In Utah vs Streiff the USSC allowed evidence seized after an unlawful stop to be used against the defendant. Basically, an officer stopped Steiff without having the required reasonable suspicion to do so. During the course of the stop the officer obtained Steiff’s identification and found that he a had an arrest warrant for a minor violation. He arrested Steiff and, in a search incident to arrest, found methamphetamine and drug paraphernalia.
Normally, evidence seized during an unlawful search is suppressed. Additionally, any fruits of unlawful actions by the police are also tossed. In this case it was argued that, even though there was a warrant and a search incident to an arrest might be ok, the whole thing was tainted by the bad stop. The idea is that the exclusion of evidence is a deterrent to bad acts.
NPR just covered this briefly but the average person would take from their coverage that now police can stop and search anyone and any evidence seized will stay in. This will happen more to people of color because so many such people have minor warrants out for them and the police, knowing this, will stop people and demand ID just hoping for a warrant arrest and the accompanying “free search”. The guest made a point of noting that the warrant was for a minor violation and not a serious crime. It wasn’t clear to me what that had to do with anything. A warrant is a warrant. The underlying offense is of no consequence.
Justice Sotomayor wrote a scathing dissent. I can’t say I disagree with her about throwing out the evidence but if the cop learns that there is a warrant during an unlawful stop he is obligated to make the arrest and search the person. The arrest itself can’t be suppressed and the person still goes to jail until the original warrant is cleared up.

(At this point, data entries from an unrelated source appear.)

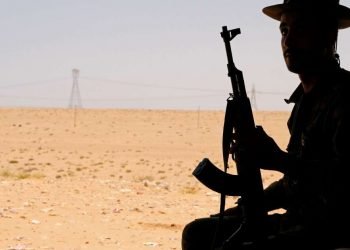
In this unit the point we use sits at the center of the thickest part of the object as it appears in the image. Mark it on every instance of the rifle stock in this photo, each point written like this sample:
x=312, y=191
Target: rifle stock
x=248, y=182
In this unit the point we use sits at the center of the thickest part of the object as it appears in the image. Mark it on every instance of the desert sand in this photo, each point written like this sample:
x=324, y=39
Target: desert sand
x=109, y=179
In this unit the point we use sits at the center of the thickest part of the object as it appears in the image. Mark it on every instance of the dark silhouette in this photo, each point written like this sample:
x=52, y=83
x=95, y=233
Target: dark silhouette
x=315, y=187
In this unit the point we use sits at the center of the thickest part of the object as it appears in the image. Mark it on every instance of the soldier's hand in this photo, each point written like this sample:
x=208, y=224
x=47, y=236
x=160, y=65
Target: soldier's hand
x=259, y=149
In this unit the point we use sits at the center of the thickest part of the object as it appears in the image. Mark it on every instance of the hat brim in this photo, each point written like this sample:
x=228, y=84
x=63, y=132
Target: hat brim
x=275, y=12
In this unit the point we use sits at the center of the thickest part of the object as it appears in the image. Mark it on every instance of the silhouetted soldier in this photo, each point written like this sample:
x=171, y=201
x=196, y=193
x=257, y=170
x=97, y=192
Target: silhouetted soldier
x=315, y=187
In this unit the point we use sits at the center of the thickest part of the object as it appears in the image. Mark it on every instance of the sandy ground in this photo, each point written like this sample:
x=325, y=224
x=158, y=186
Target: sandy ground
x=108, y=179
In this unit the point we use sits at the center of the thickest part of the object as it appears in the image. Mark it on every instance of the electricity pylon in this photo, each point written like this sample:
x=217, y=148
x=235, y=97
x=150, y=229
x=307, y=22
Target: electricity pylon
x=75, y=99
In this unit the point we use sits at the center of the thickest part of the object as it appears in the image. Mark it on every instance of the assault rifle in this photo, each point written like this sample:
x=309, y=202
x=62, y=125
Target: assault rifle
x=239, y=126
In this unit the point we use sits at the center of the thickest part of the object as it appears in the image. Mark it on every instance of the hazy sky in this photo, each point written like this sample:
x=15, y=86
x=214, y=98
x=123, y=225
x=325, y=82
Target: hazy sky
x=141, y=54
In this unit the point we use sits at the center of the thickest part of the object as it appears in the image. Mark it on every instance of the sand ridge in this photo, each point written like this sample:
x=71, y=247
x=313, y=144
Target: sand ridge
x=108, y=179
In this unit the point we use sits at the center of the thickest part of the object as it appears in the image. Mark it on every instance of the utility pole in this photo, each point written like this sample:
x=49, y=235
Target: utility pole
x=75, y=99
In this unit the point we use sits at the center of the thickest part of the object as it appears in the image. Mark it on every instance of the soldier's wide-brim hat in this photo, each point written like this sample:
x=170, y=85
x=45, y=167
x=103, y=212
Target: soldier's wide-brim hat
x=327, y=6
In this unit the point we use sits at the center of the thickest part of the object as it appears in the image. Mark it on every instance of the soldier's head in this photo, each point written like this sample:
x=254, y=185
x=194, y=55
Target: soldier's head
x=309, y=30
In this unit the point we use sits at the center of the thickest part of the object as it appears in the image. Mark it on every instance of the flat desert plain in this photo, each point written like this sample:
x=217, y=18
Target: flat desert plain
x=109, y=179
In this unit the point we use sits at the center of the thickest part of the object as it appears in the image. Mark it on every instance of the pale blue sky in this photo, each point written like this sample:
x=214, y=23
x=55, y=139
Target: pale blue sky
x=141, y=54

I also don’t see how this decision will lead to an increase in unlawful stops. If the police really want to target a segment of the population they can (and do) make “stop & check ID” stops without sufficient legal cause. Having evidence thrown out would be an annoyance but the real goal is to simply make the arrest. The court won’t order someone arrested on an existing warrant released because the stop was bad.

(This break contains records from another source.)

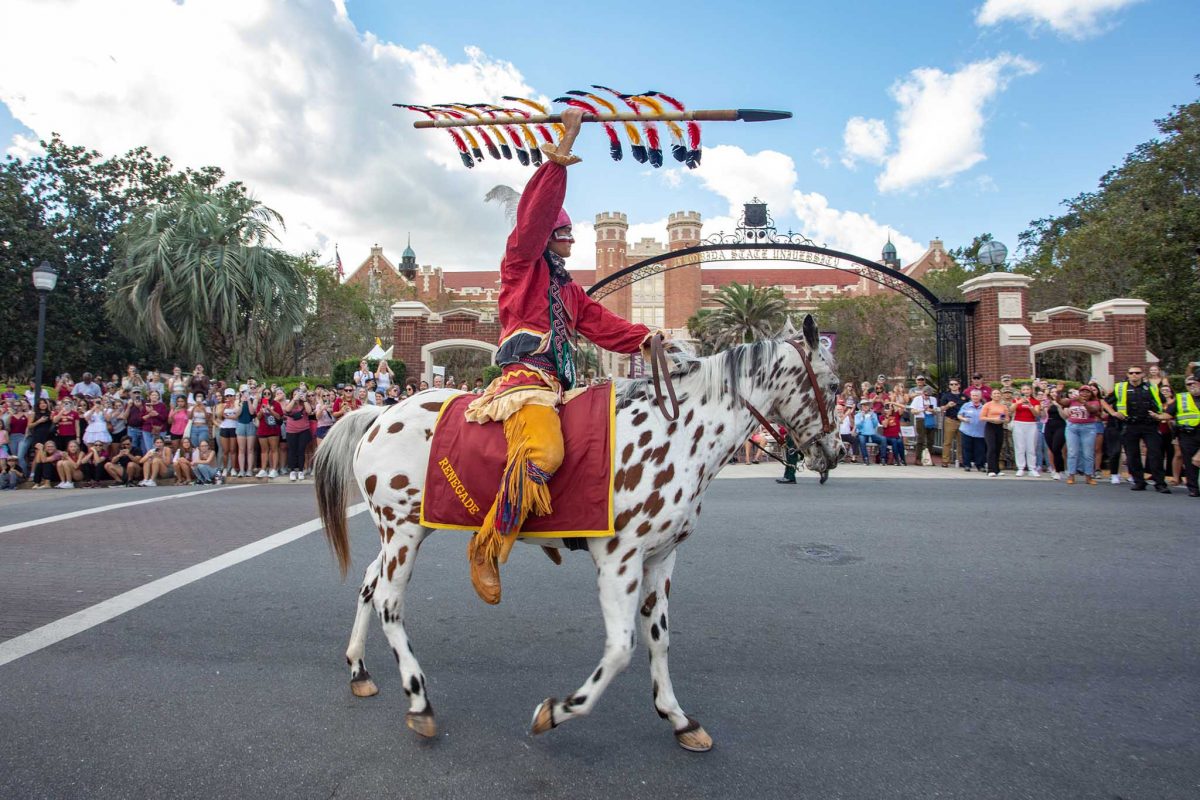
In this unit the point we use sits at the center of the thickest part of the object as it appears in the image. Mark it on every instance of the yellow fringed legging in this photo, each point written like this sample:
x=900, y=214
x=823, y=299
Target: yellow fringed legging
x=534, y=453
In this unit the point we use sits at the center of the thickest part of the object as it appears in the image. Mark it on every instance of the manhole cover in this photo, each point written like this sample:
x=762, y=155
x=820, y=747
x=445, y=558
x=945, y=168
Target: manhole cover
x=826, y=554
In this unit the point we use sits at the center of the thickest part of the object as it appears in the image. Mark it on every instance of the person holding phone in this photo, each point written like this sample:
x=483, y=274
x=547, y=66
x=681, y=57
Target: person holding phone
x=295, y=414
x=995, y=417
x=93, y=463
x=123, y=467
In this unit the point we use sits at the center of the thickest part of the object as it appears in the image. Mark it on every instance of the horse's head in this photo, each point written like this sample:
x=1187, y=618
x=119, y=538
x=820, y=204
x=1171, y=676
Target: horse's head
x=807, y=404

Don’t get me wrong. I don’t condone such practices. I just don’t think this case will make them any more common than they already are. The remedy for victims these tactics would to sue for violations of civil rights or to make enough noise that someone (FBI?) would look into the allegations. The increased use of body cams should also cut down on unlawful stops.
BTW, It also helps if you don’t have warrants out for your arrest. If Steiff didn’t, he would most likely walked away from that encounter. The fact that so many people seem to have them doesn’t make it OK. Until the criminal justice system is completely overhauled, its a good idea to go to court and pay your fines when your supposed to. The local courts where I live will go to great lengths to accommodate people who have trouble paying fines by way of very reasonable payment plans. I can’t speak for what goes on in big cities.